Supervised AI Workflow Integration

The testing-api serves as the bridge between your model's training/inference logic and the Supervised AI platform's evaluation engine. It standardizes how metrics are calculated, validated, and reported back to the platform dashboard.

Overview of the Evaluation Loop

The testing workflow typically occurs at the end of an epoch or after a full training run. The integration follows a three-step process:

Payload Preparation: Collecting model predictions and ground truth labels.
Validation: Ensuring the data format matches the platform's requirements.
Reporting: Sending the processed results to the Supervised AI backend.

Integrating with Training Loops

To integrate the testing-api into your existing training scripts (e.g., PyTorch, TensorFlow, or Scikit-Learn), use the standard evaluation interface.

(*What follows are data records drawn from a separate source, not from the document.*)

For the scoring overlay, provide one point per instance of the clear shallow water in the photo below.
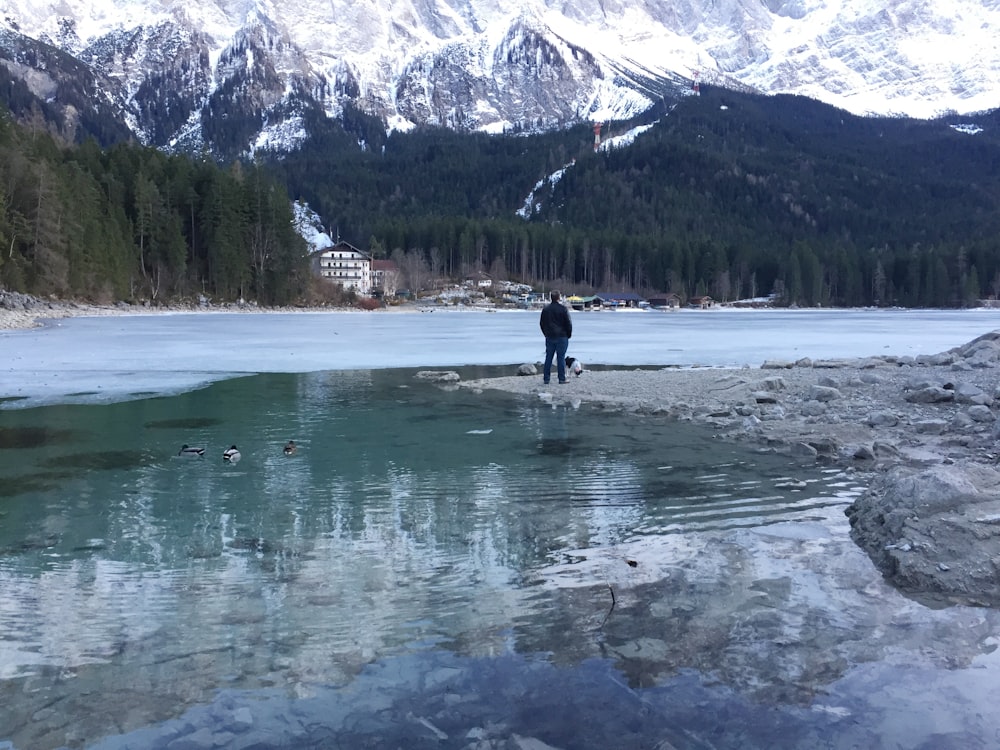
(414, 522)
(443, 569)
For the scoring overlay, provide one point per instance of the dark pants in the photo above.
(555, 347)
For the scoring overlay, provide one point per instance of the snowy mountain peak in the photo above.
(474, 64)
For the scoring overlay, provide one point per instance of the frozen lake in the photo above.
(86, 359)
(436, 568)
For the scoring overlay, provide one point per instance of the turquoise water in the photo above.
(439, 568)
(412, 517)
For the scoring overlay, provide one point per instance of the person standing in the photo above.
(558, 329)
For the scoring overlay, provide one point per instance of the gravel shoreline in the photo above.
(921, 431)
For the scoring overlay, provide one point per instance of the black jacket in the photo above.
(555, 322)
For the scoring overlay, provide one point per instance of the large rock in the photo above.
(935, 534)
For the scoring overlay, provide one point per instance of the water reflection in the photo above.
(418, 526)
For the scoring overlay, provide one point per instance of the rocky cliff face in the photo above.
(175, 71)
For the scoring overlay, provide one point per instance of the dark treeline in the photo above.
(132, 223)
(728, 194)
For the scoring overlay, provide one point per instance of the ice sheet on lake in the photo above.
(111, 358)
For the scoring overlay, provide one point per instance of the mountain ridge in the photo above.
(167, 69)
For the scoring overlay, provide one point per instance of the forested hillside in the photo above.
(132, 223)
(727, 194)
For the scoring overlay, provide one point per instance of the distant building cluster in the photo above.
(356, 270)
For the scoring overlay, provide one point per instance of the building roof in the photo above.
(620, 296)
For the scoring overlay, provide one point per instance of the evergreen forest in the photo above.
(728, 194)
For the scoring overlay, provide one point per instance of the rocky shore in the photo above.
(922, 430)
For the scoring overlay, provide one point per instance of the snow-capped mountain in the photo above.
(177, 71)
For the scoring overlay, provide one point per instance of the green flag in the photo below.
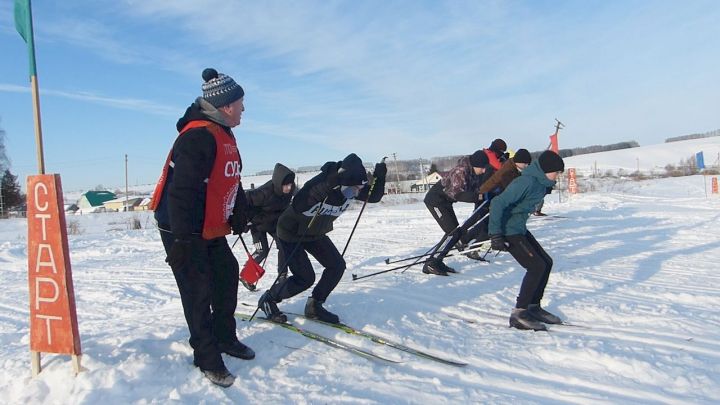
(23, 23)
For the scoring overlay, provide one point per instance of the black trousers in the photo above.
(303, 274)
(208, 286)
(537, 263)
(478, 231)
(262, 249)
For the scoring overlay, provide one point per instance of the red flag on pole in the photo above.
(553, 143)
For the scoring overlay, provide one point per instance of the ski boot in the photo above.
(269, 306)
(237, 349)
(520, 319)
(434, 266)
(249, 286)
(538, 313)
(315, 310)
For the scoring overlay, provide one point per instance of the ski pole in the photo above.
(372, 187)
(287, 259)
(470, 248)
(405, 266)
(356, 277)
(433, 250)
(268, 255)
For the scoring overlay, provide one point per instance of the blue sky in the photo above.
(325, 78)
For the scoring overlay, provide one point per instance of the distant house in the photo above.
(144, 204)
(123, 203)
(426, 183)
(92, 201)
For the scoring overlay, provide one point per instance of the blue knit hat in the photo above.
(220, 89)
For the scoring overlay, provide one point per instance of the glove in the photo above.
(498, 242)
(239, 223)
(179, 253)
(332, 179)
(380, 170)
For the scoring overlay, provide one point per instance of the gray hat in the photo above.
(220, 89)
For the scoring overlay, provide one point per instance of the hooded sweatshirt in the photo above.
(321, 198)
(509, 211)
(267, 202)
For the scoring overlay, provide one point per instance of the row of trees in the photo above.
(11, 197)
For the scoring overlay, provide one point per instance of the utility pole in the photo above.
(126, 189)
(397, 175)
(2, 204)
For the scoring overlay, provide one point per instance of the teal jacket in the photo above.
(510, 210)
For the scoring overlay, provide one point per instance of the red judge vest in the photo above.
(222, 185)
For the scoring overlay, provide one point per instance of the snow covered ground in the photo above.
(648, 158)
(638, 267)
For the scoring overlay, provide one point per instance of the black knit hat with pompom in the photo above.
(220, 89)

Example: Post-Epoch Evaluation

from testing_api import SupervisedTester

# Initialize the tester with your platform credentials
tester = SupervisedTester(api_key="your_api_key", project_id="proj_123")

def evaluation_step(model, validation_loader):
    predictions = []
    targets = []
    
    for inputs, labels in validation_loader:
        output = model(inputs)
        predictions.extend(output.cpu().numpy())
        targets.extend(labels.cpu().numpy())
    
    # Send results to the platform for metric calculation
    response = tester.log_evaluation(
        epoch=1,
        predictions=predictions,
        ground_truth=targets,
        task_type="classification"
    )
    
    print(f"Platform Analysis: {response['status']}")

Core Public Interface

`log_evaluation()`

Sends a batch of predictions and labels to the platform for analysis.

Inputs:

Output: Returns a JSON object containing the test_run_id and a URL to view the results on the Supervised AI dashboard.

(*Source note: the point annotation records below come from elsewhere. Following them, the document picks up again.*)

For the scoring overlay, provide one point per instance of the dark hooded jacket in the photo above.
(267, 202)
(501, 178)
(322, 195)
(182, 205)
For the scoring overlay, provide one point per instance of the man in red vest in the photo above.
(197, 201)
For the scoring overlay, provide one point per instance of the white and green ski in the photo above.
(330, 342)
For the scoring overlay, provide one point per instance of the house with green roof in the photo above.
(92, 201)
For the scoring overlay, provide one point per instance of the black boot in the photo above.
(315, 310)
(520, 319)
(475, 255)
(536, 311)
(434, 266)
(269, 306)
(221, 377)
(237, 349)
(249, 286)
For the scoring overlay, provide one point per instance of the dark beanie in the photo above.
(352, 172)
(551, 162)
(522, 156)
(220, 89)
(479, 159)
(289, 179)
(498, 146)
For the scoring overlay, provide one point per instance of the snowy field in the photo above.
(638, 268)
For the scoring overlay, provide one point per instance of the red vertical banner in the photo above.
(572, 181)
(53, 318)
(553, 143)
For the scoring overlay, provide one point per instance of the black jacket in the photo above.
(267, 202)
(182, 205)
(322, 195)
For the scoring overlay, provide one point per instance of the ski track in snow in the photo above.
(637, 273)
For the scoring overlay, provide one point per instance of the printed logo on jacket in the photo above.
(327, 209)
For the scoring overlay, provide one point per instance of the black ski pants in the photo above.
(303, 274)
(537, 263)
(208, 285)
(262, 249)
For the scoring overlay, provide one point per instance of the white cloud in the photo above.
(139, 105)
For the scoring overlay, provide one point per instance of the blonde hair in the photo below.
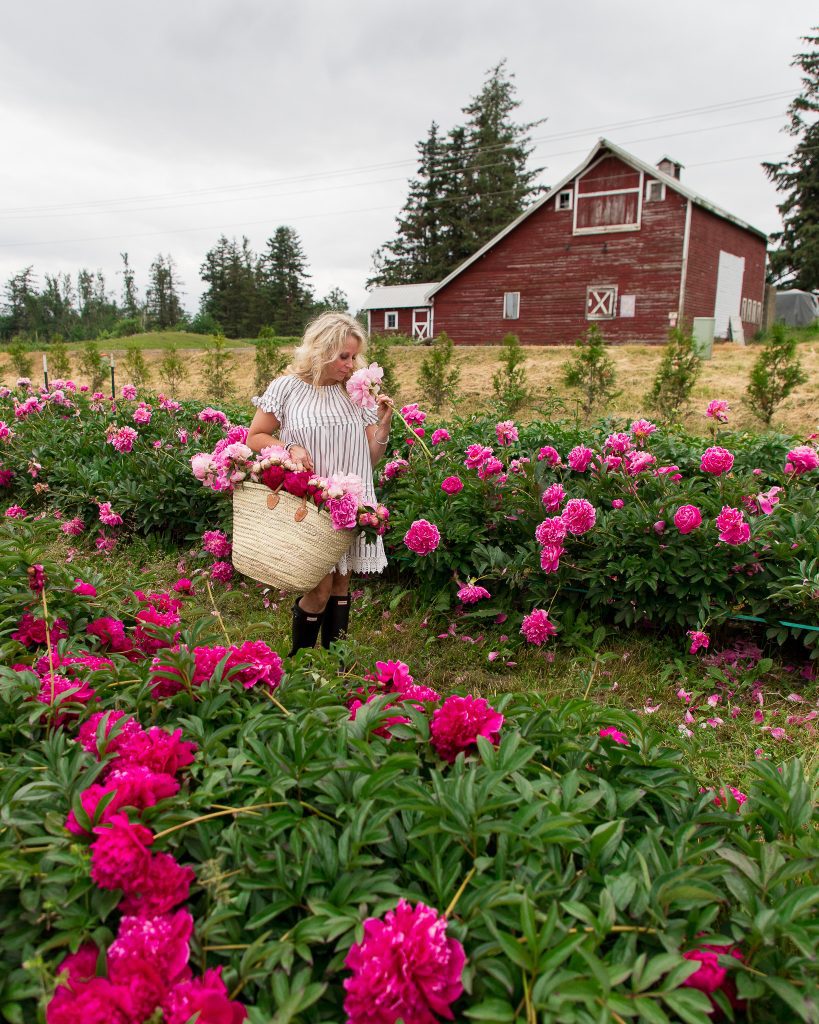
(322, 340)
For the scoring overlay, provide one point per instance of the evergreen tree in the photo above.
(419, 251)
(163, 306)
(498, 153)
(130, 302)
(231, 297)
(795, 259)
(468, 187)
(286, 296)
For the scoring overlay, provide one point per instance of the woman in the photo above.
(309, 413)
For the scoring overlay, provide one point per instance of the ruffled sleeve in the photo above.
(274, 398)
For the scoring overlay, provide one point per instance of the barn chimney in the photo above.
(670, 167)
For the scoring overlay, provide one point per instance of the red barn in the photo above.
(617, 242)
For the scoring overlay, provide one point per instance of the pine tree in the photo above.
(163, 306)
(498, 153)
(285, 292)
(130, 302)
(795, 259)
(469, 185)
(231, 297)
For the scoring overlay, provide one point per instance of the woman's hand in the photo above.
(302, 459)
(385, 407)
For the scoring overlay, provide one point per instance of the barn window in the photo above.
(511, 305)
(601, 301)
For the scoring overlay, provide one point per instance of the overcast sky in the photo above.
(159, 125)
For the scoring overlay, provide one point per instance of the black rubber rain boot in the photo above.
(337, 619)
(305, 628)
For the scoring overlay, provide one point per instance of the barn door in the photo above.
(729, 292)
(422, 324)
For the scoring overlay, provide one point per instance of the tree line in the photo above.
(245, 293)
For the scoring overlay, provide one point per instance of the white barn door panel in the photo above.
(729, 292)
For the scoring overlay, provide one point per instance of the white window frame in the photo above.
(638, 189)
(611, 290)
(516, 305)
(568, 196)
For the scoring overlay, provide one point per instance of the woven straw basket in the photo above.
(292, 546)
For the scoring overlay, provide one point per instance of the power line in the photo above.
(561, 136)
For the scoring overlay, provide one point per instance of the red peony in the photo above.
(405, 968)
(458, 723)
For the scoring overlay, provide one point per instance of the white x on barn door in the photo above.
(601, 301)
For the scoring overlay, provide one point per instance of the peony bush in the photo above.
(190, 825)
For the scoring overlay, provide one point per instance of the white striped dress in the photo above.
(325, 421)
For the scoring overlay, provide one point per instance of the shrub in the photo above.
(136, 367)
(217, 369)
(775, 374)
(677, 375)
(270, 358)
(92, 365)
(378, 350)
(173, 371)
(22, 363)
(592, 374)
(509, 384)
(437, 379)
(58, 363)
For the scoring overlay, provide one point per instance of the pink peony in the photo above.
(476, 455)
(120, 855)
(578, 515)
(470, 594)
(717, 461)
(718, 410)
(164, 886)
(698, 639)
(92, 1001)
(613, 734)
(458, 723)
(123, 438)
(550, 557)
(553, 497)
(802, 459)
(642, 429)
(732, 526)
(687, 518)
(506, 431)
(206, 996)
(579, 458)
(422, 538)
(404, 968)
(536, 628)
(364, 384)
(710, 977)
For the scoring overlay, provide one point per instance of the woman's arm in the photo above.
(263, 432)
(378, 434)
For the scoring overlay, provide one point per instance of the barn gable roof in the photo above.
(628, 158)
(398, 296)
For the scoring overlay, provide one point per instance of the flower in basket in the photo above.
(364, 384)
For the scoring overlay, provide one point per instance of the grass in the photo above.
(636, 672)
(725, 376)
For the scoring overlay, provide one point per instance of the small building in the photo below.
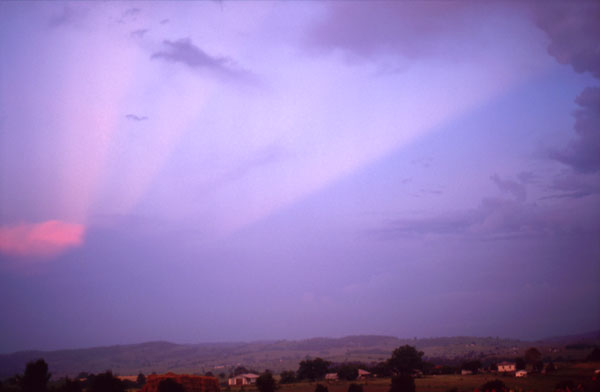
(504, 367)
(331, 377)
(363, 374)
(243, 379)
(190, 383)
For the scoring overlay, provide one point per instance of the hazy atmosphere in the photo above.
(237, 171)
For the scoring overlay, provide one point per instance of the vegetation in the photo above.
(494, 385)
(266, 383)
(355, 388)
(105, 382)
(287, 377)
(403, 383)
(321, 388)
(36, 377)
(315, 369)
(170, 385)
(405, 360)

Internal Validation Component

While the API handles most logic via the public log_evaluation method, it utilizes an internal DataValidator class to ensure schema consistency.

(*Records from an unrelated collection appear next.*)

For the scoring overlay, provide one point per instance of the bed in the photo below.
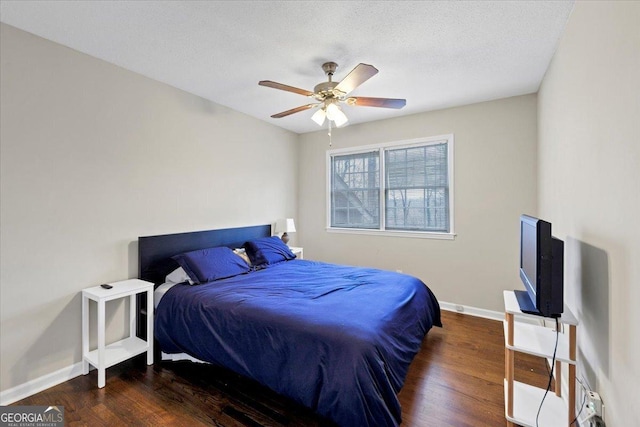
(337, 339)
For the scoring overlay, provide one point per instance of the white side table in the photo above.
(297, 251)
(119, 351)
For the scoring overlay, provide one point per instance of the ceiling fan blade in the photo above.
(360, 74)
(363, 101)
(276, 85)
(294, 110)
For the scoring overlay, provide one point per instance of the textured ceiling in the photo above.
(434, 54)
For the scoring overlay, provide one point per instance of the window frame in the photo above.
(381, 147)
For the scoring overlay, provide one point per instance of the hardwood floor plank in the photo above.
(455, 380)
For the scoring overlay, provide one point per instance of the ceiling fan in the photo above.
(330, 94)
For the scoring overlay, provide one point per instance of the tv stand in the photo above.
(522, 400)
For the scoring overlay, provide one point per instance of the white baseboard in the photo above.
(473, 311)
(36, 385)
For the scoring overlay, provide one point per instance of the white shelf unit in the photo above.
(525, 333)
(105, 356)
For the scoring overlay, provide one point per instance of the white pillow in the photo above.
(178, 276)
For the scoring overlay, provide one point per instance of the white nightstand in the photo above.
(119, 351)
(297, 251)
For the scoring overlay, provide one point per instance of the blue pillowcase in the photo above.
(267, 251)
(207, 265)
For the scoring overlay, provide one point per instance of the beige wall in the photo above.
(589, 180)
(94, 156)
(494, 182)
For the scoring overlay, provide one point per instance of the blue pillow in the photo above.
(207, 265)
(267, 251)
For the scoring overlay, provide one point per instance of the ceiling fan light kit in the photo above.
(330, 94)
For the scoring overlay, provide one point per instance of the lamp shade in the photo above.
(285, 225)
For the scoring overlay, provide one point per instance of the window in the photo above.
(401, 188)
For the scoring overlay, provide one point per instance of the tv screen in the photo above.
(541, 268)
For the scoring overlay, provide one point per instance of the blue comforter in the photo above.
(336, 339)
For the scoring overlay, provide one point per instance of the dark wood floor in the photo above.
(455, 380)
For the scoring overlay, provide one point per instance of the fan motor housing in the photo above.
(326, 90)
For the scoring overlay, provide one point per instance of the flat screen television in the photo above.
(541, 269)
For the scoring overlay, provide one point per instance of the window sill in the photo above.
(393, 233)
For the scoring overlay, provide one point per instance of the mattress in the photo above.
(337, 339)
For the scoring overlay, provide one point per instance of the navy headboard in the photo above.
(155, 252)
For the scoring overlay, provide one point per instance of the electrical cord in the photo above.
(553, 364)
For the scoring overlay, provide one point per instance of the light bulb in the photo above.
(332, 111)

Role: Validates that the dimensions of predictions and ground_truth match and that the data types are compatible with the specified task_type.
Behavior: If validation fails, the API will raise a ValidationError before attempting to transmit data to the platform to save bandwidth and compute resources.

Handling Real-time Inference Tests

For production monitoring, the testing-api can be used to run "Golden Dataset" checks against a live endpoint.

# Run a specific test suite against a production-ready model
test_results = tester.run_test_suite(
    suite_id="production_sanity_check",
    input_data=test_dataset_samples
)

if not test_results.passed:
    raise Exception("Model failed critical quality gates.")

Data Types and Formatting

Classification: Expects int or string labels.
Regression: Expects float values.
Object Detection: Expects a dictionary containing bounding box coordinates [x, y, w, h] and class IDs.